Uma outra função possível da obra de arte é poder causar sensações. Tropa de Elite conseguiu causar uma emoção tão forte na juventude que fez com que muita gente fosse voando até a loja mais próxima (que não deve ter sido nem um pouco próxima) para gastar meio salário mínimo numa roupa que não pode ser usada em qualquer ocasião. Sim, o cinema tem esse poder, mas as outras artes também têm. E a necessidade de vivenciar essa emoção é o que faz com que legiões de fãs comprem os discos, usem as roupas, aprendam a cantar as músicas, comprem camisetas, bonés, chaveiros, canetas, mouse-pads, canecas, livro, video clips, etc, etc, etc.

Essas "mercadorias" são consideradas supérfluas e parafernália para muitos. Não há como discordar. Mas a necessidade que o fã (e olha que eu já nem estou mais chamando de público) tem de se relacionar mais e mais com a obra que ele gosta é óbvia. Tão claro que, por mais que a produção da Tropa de Elite não ofereça nem um saco de pipoca com o nome e a marca do filme, os fãs foram lá e deram um jeito de adquirir uma parte daquela poderosa emoção que o filme causou para eles. É típico do ser humano e não adianta reprimir. Aliás, em bom marketês é exatamente o que se chama de "demanda reprimida". Existe a necessidade, a vontade, o desejo e pelo jeito, a grana também.

Historicamente, a relação entre produtos comerciais e obras de arte é bem distante, exceto na televisão e no cinema, especialmente dos anos 70 para cá. George Lucas só foi assinar o contrato de Star Wars quando ele teve domínio total sobre a venda de todos os brinquedos relacionados ao filme. Riram da cara dele na ocasião. G.I. Joe (os Comandos em Ação, que passava na Globo de manhã) e os Transformers surgiram a partir dos brinquedos. Os desenhos animados foram feitos para serem apenas propagandas. Nada mal.
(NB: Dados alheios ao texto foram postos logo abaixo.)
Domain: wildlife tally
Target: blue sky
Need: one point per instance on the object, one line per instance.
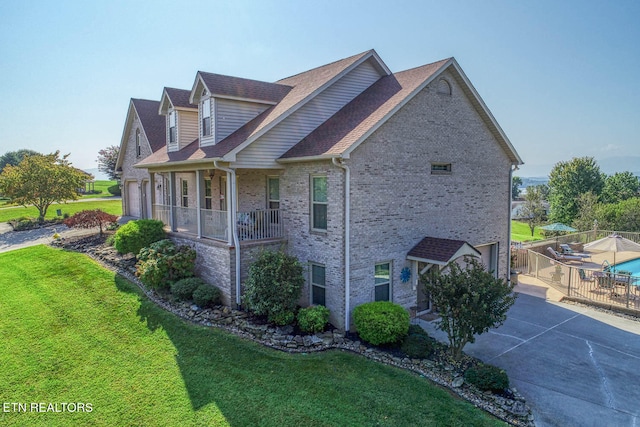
(561, 77)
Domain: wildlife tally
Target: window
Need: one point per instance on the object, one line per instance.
(318, 285)
(207, 194)
(382, 287)
(185, 193)
(138, 148)
(440, 168)
(206, 117)
(173, 134)
(319, 203)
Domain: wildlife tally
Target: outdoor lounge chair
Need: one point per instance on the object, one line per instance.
(560, 257)
(566, 250)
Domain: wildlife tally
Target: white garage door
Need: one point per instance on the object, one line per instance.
(133, 199)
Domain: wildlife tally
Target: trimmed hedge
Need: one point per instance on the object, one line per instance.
(138, 234)
(381, 322)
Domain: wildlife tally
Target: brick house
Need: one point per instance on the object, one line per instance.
(368, 177)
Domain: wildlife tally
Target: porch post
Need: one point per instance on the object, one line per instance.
(172, 201)
(199, 201)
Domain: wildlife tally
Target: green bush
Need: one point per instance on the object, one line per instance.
(273, 286)
(313, 319)
(206, 296)
(487, 378)
(183, 289)
(135, 235)
(381, 322)
(115, 190)
(418, 346)
(163, 263)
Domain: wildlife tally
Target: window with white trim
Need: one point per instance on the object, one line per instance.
(205, 108)
(173, 130)
(382, 282)
(318, 291)
(319, 202)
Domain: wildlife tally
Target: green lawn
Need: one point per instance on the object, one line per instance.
(74, 332)
(520, 232)
(110, 206)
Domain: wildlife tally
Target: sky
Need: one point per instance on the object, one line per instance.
(560, 77)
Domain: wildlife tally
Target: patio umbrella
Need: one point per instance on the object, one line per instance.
(613, 243)
(557, 226)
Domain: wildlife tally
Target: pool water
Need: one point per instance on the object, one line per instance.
(632, 265)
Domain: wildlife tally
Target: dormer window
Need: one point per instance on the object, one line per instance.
(206, 117)
(173, 131)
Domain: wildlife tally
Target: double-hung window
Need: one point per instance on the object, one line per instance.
(319, 203)
(206, 117)
(318, 285)
(382, 284)
(173, 130)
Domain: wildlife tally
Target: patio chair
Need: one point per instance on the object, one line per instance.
(567, 250)
(560, 257)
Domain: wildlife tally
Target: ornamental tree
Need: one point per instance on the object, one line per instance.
(41, 180)
(470, 301)
(107, 159)
(91, 219)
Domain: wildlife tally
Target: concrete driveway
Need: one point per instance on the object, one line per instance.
(575, 366)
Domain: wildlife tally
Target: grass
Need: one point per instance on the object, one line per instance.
(74, 332)
(113, 207)
(520, 232)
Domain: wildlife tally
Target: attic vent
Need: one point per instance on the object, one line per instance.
(444, 87)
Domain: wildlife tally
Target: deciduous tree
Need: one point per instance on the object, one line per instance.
(470, 301)
(41, 180)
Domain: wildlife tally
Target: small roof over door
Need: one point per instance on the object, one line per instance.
(433, 250)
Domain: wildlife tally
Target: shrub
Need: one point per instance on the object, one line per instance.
(487, 378)
(381, 322)
(115, 190)
(135, 235)
(163, 263)
(183, 289)
(313, 319)
(206, 296)
(418, 346)
(273, 286)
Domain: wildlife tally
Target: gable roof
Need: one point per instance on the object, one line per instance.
(153, 126)
(433, 250)
(349, 127)
(178, 98)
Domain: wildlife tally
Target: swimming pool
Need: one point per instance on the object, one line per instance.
(633, 265)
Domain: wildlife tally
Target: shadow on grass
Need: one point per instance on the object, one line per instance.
(254, 385)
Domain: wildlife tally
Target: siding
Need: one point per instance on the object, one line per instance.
(263, 152)
(230, 115)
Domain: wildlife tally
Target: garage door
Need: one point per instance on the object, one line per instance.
(133, 199)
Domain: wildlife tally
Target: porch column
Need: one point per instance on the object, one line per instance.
(172, 201)
(199, 201)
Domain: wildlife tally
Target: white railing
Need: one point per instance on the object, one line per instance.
(260, 224)
(214, 224)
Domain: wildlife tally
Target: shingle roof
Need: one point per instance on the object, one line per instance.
(356, 118)
(218, 84)
(152, 123)
(441, 251)
(179, 97)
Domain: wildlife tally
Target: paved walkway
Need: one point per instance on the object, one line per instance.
(576, 366)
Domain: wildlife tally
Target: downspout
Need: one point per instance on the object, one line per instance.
(511, 170)
(347, 238)
(231, 216)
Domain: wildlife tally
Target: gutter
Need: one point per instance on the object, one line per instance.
(347, 238)
(231, 218)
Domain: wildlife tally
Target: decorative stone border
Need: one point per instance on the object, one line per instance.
(514, 410)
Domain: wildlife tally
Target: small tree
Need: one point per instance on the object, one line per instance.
(41, 180)
(107, 159)
(470, 301)
(90, 219)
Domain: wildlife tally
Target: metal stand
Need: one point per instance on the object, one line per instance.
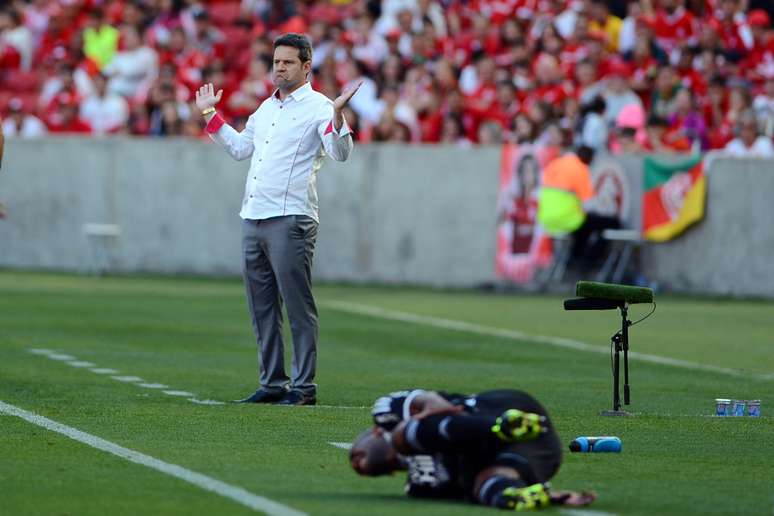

Muito pouco explorada no Brasil, essa técnica de marketing movimenta mercados interessantes. Não existe um museu na Europa que não despeje o visitante diretamente para dentro de um gift shop ao invés de jogá-lo de volta na rua. Bandas de rock também produzem camisetas, adesivos, bonés...

O Iron Maiden chegou a ter seu próprio jogo de computador, Ed Hunter. No Brasil as possibilidades são muito poucas. E não há motivo nenhum para isso. Até o esporte poderia se beneficiar muito mais da emoção causada nos torcedores e deixar que eles levassem um pouco dessa experiência para casa. O torcedor de futebol compra briga na rua pelo time que ama não compraria todo tipo de parafernália?

Não é pela falta de criatividade do publicitário brasileiro, que ganha Cannes a torto e a direita. Não é pela falta de comprador, como se pôde ver pelos uniformes do BOPE. Seria falta de vontade do artista? Seria uma repressão de não querer vulgarizar a sua arte? Ou seria apenas falta de jogo de cintura da produção?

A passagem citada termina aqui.